The aforementioned agencies
are aware that scientific data and related pipelines which deliver that crucial
information evolve each year. To account for that flexibility of data, policies
must be flexible as well, allowing New York to adapt quickly to new
information.
Current Plans
Mark Lowery |
A New Way of Thinking
Other panels dealt with
adapting to climate change exclusively. Panelists like Adam Freed, Deputy Director, NYC Office of Long-Term
Planning and Sustainability; Randall Solomon, Co-Director, The Sustainability Institute at the College of New Jersey, Mark Watson, Environmental Research and Energy Resources Programs Manager, NY State Energy Research and Development; Mark Lowery, Cimate Policy Analyst, NY State Department of Environmental Conservation Office of Climat Change; and others entertained Q and A from moderator Chris Ward, Executive Vice President, Dragados, USA and presenter Ton Siemerink, Program Manager and Senior Management Consultant, City of Rotterdam.

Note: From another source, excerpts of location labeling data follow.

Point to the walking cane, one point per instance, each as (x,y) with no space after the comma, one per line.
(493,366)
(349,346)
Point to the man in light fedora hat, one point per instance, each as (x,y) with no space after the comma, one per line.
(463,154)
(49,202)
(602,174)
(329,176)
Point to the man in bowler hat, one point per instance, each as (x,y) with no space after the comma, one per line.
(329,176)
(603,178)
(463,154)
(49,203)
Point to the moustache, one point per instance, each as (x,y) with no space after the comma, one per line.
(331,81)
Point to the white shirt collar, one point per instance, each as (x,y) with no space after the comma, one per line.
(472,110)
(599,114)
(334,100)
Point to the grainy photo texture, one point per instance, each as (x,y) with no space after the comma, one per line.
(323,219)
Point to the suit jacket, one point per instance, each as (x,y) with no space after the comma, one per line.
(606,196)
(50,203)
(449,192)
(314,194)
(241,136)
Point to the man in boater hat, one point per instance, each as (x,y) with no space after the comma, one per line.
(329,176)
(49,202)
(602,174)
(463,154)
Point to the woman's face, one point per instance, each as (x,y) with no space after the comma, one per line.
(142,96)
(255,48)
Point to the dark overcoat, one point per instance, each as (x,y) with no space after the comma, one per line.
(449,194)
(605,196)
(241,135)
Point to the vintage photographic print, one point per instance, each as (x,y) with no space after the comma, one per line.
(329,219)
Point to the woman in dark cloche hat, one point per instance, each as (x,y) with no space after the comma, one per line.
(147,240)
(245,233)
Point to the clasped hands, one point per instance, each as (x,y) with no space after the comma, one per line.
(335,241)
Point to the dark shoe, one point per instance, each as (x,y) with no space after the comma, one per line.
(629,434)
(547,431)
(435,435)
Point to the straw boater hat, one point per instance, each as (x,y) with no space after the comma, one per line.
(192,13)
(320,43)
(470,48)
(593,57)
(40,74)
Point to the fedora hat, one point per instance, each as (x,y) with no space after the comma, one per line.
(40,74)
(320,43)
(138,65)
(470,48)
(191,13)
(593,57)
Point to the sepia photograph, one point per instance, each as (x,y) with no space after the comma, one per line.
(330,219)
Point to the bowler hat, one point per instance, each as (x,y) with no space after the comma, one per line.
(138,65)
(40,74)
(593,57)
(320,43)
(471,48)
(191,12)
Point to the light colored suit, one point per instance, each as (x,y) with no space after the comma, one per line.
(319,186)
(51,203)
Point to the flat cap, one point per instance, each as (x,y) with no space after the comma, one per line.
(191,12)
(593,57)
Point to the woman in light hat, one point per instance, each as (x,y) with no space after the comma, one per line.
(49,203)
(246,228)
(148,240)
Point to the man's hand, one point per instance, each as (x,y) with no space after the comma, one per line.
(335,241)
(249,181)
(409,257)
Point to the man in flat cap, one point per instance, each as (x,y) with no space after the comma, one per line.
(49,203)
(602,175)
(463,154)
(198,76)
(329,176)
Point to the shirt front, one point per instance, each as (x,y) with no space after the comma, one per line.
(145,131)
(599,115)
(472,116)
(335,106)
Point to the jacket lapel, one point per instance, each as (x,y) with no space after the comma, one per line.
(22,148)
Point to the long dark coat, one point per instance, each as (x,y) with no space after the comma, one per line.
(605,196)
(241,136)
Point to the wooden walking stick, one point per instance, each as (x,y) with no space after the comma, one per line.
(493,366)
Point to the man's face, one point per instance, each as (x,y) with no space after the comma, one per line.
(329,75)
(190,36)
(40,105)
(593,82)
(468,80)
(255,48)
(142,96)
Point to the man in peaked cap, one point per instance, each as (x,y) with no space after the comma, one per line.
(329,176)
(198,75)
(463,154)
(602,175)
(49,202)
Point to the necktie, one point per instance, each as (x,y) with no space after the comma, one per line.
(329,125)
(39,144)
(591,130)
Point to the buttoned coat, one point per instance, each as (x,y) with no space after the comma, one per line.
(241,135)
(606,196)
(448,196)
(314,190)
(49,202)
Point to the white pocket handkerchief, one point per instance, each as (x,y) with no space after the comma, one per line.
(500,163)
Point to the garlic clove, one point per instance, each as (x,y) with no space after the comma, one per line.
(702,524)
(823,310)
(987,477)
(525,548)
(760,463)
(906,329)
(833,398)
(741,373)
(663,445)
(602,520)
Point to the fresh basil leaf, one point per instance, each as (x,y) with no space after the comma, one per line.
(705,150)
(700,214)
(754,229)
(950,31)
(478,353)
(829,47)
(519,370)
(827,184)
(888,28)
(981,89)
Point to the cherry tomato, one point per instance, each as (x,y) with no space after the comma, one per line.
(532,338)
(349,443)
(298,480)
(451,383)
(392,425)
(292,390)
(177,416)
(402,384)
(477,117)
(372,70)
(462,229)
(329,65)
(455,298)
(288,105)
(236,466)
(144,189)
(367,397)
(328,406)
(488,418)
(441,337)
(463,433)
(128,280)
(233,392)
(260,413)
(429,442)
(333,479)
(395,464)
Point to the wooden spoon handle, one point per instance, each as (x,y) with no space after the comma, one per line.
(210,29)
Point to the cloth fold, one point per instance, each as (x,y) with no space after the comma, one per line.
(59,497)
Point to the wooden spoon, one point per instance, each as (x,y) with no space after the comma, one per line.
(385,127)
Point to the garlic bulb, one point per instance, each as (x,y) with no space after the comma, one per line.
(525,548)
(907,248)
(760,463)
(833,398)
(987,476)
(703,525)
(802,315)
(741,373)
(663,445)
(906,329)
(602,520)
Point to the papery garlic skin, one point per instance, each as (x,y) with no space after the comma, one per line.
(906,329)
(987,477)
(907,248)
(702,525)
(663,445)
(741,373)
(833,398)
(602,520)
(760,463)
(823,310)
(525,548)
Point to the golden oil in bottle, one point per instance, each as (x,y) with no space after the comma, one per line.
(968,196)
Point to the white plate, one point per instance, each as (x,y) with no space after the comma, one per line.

Topics included targeting flood
zones and disaster prevention plans.
Klaus Jacob, Ph.D, Special Research Scientist, Columbia’s
Lamont-Doherty Observatory, Earth Institute and Professor, Columbia’s School of
International Affairs, questioned building in known flood zones. “Let’s
start with the FEMA Flood Insurance Program – it is a catastrophe!” states
Jacob.
Klaus Jacob, Mark Watson |
In addition, if you happen
to own waterfront property because your “wife insisted upon it”, spend the ten
thousand bucks to raise it from storm level, thereby avoiding fifty thousand
dollars in damages and federal disaster relief that is sure to occur in an epic
flood.
Outlook
Whether or not Manhattan and
other coastal areas of the city will become another Venice or just a flooded
town is still being debated. With continued planning and partnership among
government and private agencies, not only can the worst be averted, but New York
may well prove that government is ultimately doing what many say it should do –
protect the health and prosperity of it’s communities.